Quanto hanno inciso i social network e le fake news nel determinarsi di questa situazione? E il mondo della scienza come può usare questi strumenti per veicolare le sue istanze?
“Questa è una domanda complessa su cui ci si divide. È chiaro che il mondo di internet incide, è il più grande strumento di comunicazione che abbiamo, connette miliardi di persone in tutto il mondo. Tuttavia dal punto di vista qualitativo io non vedo delle novità. Quando fu inventata la stampa a caratteri mobili e si cominciarono a produrre centinaia di migliaia di libri, molti intellettuali storsero la bocca. Oggi direbbero ‘questa è letteratura trash, sono astrologi e ciarlatani’. Nel 1610 fu stampato il Sidereus nuncius in 50 copie. Secoli dopo uno storico delle idee dirà che quel libro ha rappresentato uno spartiacque fondamentale. In questo senso, l’edizione della stampa è stata utilizzata nel bene e nel male. Ma anche Platone avvertiva dei danni provocati dall’invenzione dell’alfabeto: sminuiva l’importanza della memoria. Ogni nuova tecnologia rompe antichi equilibri, crea caos, ma quando questa tecnologia è valida, questi equilibri si ricompongono in genere ad un livello cognitivo più alto. Noi ci guadagneremo. Detto questo, attraverso i media digitali viaggiano anche fake news, anche relative al clima.

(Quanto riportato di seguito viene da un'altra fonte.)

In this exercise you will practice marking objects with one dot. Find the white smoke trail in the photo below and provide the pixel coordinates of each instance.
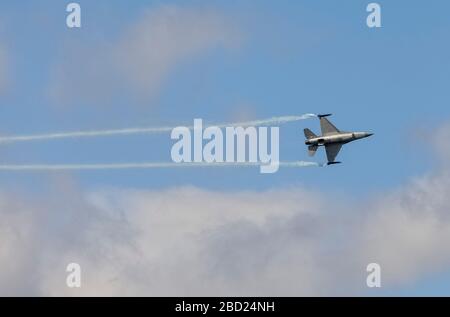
(144, 130)
(146, 165)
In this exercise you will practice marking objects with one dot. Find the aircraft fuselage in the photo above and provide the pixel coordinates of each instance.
(342, 138)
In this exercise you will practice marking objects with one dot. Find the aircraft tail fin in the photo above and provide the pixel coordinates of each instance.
(312, 150)
(309, 134)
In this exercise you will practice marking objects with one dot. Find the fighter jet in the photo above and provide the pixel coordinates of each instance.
(331, 138)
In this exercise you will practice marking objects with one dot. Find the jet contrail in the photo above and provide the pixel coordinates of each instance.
(146, 165)
(144, 130)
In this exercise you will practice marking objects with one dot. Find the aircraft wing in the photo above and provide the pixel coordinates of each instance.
(327, 127)
(332, 151)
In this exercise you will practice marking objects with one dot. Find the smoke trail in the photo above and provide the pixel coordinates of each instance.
(144, 130)
(146, 165)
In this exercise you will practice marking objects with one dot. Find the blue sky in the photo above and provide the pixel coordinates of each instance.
(291, 57)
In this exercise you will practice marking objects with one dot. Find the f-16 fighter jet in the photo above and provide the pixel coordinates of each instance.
(332, 139)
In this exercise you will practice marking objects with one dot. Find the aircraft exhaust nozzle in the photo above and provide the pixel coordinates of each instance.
(332, 163)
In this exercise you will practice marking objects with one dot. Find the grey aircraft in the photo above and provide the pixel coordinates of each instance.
(332, 139)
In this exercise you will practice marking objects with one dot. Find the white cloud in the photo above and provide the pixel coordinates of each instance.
(191, 241)
(142, 58)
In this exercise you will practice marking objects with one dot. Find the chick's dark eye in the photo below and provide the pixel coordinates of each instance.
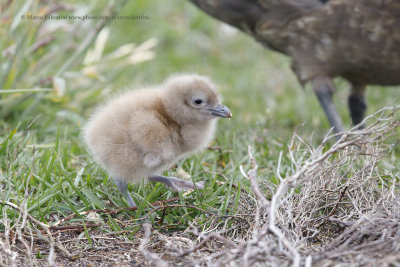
(198, 101)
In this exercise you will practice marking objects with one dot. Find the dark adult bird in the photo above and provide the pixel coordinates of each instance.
(358, 40)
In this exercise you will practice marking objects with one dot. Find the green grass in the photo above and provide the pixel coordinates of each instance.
(41, 152)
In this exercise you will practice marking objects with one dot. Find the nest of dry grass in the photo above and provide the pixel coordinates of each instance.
(338, 204)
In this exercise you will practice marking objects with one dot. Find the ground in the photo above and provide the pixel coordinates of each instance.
(56, 71)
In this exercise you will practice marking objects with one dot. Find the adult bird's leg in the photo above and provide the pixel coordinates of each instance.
(324, 89)
(175, 183)
(123, 187)
(357, 104)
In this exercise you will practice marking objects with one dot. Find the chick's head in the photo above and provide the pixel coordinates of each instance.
(191, 98)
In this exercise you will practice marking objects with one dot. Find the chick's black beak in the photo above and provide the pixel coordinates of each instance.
(221, 111)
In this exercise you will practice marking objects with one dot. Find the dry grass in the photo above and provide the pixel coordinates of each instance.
(337, 204)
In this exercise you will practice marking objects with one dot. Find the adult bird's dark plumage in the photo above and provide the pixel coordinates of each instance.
(358, 40)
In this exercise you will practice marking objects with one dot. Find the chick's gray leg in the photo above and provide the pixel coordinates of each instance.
(123, 187)
(357, 104)
(324, 89)
(175, 183)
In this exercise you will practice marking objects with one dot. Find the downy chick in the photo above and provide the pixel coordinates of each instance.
(141, 133)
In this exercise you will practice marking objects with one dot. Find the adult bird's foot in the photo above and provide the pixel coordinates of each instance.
(176, 184)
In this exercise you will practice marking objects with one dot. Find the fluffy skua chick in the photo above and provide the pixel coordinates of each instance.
(141, 133)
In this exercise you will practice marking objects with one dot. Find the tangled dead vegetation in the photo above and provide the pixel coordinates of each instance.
(336, 204)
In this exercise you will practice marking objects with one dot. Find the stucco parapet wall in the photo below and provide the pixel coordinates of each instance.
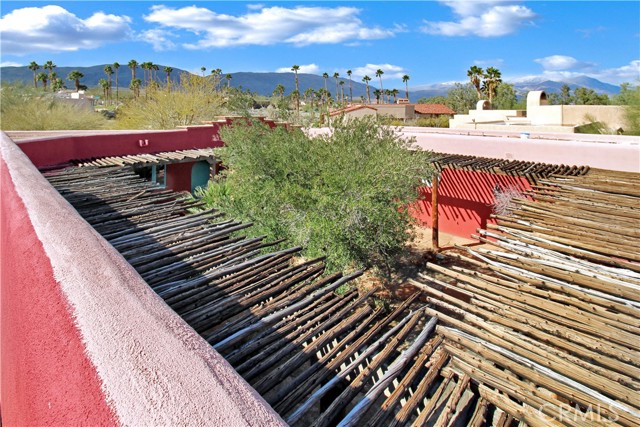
(153, 368)
(613, 152)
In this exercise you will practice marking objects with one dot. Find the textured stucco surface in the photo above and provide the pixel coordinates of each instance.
(153, 368)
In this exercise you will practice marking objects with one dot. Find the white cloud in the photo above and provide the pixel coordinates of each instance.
(629, 73)
(498, 62)
(390, 71)
(562, 63)
(481, 18)
(299, 26)
(54, 29)
(159, 39)
(304, 69)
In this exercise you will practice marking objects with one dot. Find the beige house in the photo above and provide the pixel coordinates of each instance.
(540, 116)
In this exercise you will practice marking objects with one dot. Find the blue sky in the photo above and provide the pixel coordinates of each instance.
(431, 41)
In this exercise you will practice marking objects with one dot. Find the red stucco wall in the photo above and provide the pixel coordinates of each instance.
(179, 176)
(84, 340)
(47, 378)
(465, 200)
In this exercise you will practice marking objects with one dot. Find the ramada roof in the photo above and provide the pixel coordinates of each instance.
(350, 109)
(433, 109)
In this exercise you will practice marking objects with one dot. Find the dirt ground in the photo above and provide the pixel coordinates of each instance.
(413, 261)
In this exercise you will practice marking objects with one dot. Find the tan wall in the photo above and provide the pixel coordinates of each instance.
(611, 115)
(545, 115)
(398, 111)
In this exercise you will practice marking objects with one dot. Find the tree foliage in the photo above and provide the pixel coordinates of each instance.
(24, 108)
(192, 100)
(344, 195)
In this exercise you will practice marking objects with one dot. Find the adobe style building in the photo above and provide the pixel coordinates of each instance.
(540, 116)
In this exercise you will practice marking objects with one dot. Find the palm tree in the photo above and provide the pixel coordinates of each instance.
(43, 77)
(168, 70)
(493, 77)
(379, 74)
(104, 84)
(49, 65)
(279, 91)
(133, 64)
(75, 75)
(476, 74)
(405, 80)
(335, 76)
(366, 80)
(135, 86)
(325, 76)
(115, 67)
(295, 69)
(57, 84)
(34, 67)
(108, 71)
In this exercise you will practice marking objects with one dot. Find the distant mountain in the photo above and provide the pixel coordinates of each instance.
(265, 83)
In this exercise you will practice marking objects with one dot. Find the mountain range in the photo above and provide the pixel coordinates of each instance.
(265, 83)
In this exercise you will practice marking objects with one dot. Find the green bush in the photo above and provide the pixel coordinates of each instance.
(441, 121)
(24, 108)
(344, 195)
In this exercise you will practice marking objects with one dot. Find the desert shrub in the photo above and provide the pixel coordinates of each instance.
(441, 121)
(190, 101)
(343, 195)
(24, 108)
(504, 199)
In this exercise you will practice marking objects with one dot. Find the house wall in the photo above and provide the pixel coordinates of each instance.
(611, 115)
(465, 200)
(83, 339)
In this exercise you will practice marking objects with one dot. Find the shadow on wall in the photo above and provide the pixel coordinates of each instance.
(465, 199)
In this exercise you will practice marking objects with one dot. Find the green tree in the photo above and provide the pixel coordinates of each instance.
(33, 66)
(108, 70)
(44, 78)
(379, 74)
(405, 80)
(506, 98)
(565, 94)
(344, 195)
(192, 100)
(462, 98)
(133, 65)
(49, 66)
(476, 75)
(168, 70)
(492, 78)
(434, 100)
(366, 80)
(75, 76)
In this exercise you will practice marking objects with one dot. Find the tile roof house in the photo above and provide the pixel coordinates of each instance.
(433, 110)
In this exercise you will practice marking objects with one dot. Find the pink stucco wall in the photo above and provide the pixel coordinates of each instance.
(84, 340)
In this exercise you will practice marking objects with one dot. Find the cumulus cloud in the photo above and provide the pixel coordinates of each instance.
(567, 69)
(390, 71)
(298, 26)
(54, 29)
(562, 63)
(304, 69)
(481, 18)
(159, 39)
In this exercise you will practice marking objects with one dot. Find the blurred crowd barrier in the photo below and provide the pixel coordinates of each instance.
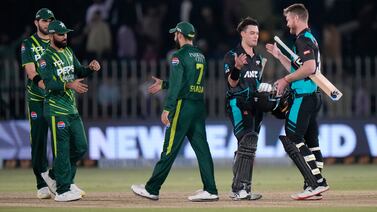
(119, 90)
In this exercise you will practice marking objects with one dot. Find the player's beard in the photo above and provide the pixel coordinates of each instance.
(176, 43)
(60, 44)
(43, 31)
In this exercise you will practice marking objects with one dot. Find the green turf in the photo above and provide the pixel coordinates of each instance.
(266, 178)
(346, 177)
(190, 209)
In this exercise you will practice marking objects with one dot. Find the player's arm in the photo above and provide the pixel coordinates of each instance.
(54, 83)
(306, 53)
(275, 51)
(84, 71)
(29, 66)
(175, 81)
(51, 81)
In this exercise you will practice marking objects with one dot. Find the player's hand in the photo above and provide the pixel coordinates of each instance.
(78, 86)
(274, 50)
(265, 87)
(94, 65)
(280, 86)
(41, 84)
(156, 86)
(165, 118)
(240, 61)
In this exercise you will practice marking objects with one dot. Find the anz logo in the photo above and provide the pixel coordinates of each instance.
(58, 63)
(251, 74)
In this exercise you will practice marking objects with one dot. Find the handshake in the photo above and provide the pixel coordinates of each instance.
(265, 87)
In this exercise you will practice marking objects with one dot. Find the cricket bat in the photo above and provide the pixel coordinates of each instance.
(317, 78)
(264, 61)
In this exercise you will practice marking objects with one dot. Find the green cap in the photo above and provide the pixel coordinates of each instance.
(44, 14)
(185, 28)
(57, 26)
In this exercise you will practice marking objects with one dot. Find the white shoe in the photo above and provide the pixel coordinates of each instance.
(309, 192)
(51, 183)
(44, 193)
(315, 197)
(140, 190)
(203, 196)
(240, 195)
(67, 196)
(76, 189)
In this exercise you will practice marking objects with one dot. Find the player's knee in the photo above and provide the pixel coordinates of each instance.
(289, 147)
(248, 144)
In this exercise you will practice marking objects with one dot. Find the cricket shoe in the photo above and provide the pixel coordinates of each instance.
(141, 191)
(67, 196)
(203, 196)
(51, 183)
(244, 195)
(44, 193)
(309, 192)
(315, 197)
(76, 189)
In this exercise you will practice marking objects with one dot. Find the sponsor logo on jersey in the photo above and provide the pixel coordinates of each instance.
(42, 63)
(33, 115)
(251, 74)
(61, 125)
(226, 68)
(23, 48)
(175, 61)
(306, 52)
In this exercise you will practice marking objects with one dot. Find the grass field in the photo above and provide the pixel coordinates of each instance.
(353, 188)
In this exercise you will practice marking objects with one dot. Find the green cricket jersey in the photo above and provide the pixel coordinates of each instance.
(32, 49)
(57, 68)
(187, 70)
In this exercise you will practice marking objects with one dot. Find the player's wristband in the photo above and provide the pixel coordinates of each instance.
(36, 79)
(235, 74)
(164, 85)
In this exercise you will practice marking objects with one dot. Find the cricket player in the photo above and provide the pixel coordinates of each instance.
(243, 70)
(184, 116)
(31, 50)
(62, 74)
(301, 128)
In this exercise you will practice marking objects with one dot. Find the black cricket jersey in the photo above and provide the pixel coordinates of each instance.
(249, 74)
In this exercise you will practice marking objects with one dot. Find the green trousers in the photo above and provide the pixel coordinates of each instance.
(38, 140)
(187, 120)
(69, 146)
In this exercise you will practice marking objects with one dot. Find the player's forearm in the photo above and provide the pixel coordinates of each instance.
(233, 83)
(307, 69)
(285, 61)
(30, 70)
(54, 85)
(83, 71)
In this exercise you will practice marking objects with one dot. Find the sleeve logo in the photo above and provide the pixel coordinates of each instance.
(42, 63)
(175, 61)
(306, 52)
(61, 125)
(23, 48)
(33, 115)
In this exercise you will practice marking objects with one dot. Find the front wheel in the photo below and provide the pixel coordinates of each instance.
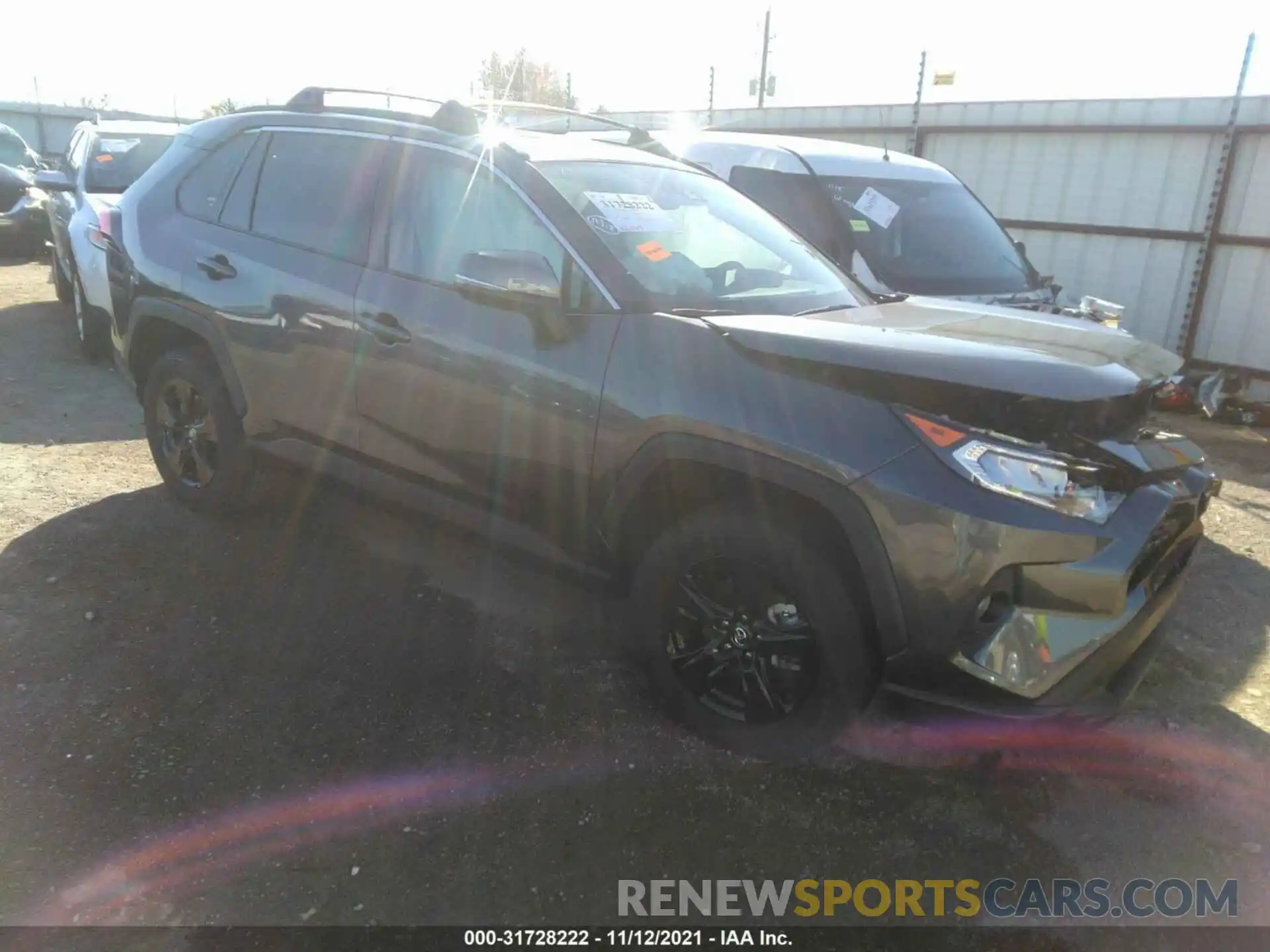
(751, 634)
(196, 438)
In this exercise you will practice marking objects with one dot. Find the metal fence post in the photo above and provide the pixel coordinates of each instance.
(1213, 216)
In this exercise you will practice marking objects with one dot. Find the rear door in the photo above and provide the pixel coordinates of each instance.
(486, 403)
(277, 267)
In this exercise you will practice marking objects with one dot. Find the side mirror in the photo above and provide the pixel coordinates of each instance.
(54, 180)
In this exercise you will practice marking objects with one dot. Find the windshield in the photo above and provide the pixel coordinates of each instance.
(118, 160)
(691, 240)
(926, 238)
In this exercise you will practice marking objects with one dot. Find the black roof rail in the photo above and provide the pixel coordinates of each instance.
(451, 116)
(640, 139)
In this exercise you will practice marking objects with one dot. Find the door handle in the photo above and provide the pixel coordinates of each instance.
(384, 328)
(218, 267)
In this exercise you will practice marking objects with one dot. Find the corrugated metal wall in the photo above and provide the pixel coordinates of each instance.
(1109, 196)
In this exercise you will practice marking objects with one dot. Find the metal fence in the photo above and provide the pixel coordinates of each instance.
(1111, 197)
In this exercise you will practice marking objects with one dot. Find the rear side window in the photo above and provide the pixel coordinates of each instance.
(205, 188)
(318, 190)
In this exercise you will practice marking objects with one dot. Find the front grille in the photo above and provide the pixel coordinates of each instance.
(9, 194)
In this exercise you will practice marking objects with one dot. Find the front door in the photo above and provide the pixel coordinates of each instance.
(486, 403)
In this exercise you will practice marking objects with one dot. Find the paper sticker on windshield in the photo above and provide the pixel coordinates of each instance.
(653, 251)
(117, 145)
(630, 212)
(876, 207)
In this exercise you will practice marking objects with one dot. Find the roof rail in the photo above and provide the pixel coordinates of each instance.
(451, 116)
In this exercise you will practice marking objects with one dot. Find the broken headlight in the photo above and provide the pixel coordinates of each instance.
(1057, 483)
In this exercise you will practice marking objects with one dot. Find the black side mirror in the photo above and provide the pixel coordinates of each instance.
(516, 281)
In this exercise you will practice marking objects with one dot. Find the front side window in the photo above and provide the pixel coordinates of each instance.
(691, 240)
(446, 206)
(118, 159)
(317, 190)
(927, 238)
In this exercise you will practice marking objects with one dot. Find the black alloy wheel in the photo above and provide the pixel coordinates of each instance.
(190, 442)
(737, 641)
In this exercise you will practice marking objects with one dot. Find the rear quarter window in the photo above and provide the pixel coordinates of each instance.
(204, 190)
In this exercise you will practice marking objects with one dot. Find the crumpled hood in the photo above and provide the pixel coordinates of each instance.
(981, 346)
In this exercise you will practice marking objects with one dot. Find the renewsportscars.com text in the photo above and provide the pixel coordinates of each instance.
(1000, 898)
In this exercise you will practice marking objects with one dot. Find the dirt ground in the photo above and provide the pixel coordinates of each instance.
(335, 714)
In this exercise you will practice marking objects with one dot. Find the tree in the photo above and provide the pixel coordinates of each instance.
(222, 108)
(523, 79)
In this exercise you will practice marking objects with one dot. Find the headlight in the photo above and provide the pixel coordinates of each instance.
(1056, 483)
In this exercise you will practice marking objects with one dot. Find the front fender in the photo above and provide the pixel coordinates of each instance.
(146, 311)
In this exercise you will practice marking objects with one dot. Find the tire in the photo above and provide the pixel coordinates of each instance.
(91, 324)
(190, 379)
(846, 663)
(62, 284)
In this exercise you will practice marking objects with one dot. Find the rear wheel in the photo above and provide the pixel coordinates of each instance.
(749, 633)
(91, 324)
(196, 438)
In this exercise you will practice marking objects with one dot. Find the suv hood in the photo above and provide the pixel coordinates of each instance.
(984, 347)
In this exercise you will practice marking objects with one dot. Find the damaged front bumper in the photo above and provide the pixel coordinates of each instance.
(1033, 622)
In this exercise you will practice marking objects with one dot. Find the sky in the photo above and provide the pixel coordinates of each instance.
(160, 58)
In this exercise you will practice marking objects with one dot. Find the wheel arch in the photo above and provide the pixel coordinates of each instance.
(673, 475)
(158, 325)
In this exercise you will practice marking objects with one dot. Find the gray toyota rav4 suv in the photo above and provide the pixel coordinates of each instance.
(813, 496)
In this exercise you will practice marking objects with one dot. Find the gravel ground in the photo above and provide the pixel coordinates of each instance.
(337, 714)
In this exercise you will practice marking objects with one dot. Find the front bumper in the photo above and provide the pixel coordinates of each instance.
(1085, 602)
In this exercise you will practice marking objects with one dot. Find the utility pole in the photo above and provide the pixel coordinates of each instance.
(710, 108)
(762, 65)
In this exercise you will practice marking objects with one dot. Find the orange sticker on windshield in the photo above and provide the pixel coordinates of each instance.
(653, 251)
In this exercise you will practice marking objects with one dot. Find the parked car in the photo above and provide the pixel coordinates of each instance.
(621, 361)
(23, 222)
(102, 159)
(897, 222)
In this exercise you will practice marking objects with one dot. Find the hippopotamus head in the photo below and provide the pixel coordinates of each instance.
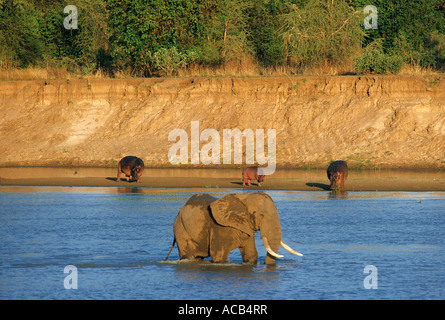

Ci sono gruppi organizzati che utilizzano internet per veicolare notizie che sanno essere false. Hic Rhodus, hic salta, caro scienziato, e quindi bisogna agire. Gli scienziati lo stanno facendo. Molti scienziati hanno capito che la comunicazione al grande pubblico è un dovere civile e un elemento di democrazia, ineludibile. E quindi è un loro dovere civile e sociale partecipare al dialogo con la società. Questo è un diritto ma anche un dovere della società, proprio perché la scienza ha un ruolo così importante nella società della conoscenza, la società ha in diritto e il dovere di partecipare a questo dialogo, con tutti i mezzi che ha, anche quelli elettronici che sono strumenti straordinari».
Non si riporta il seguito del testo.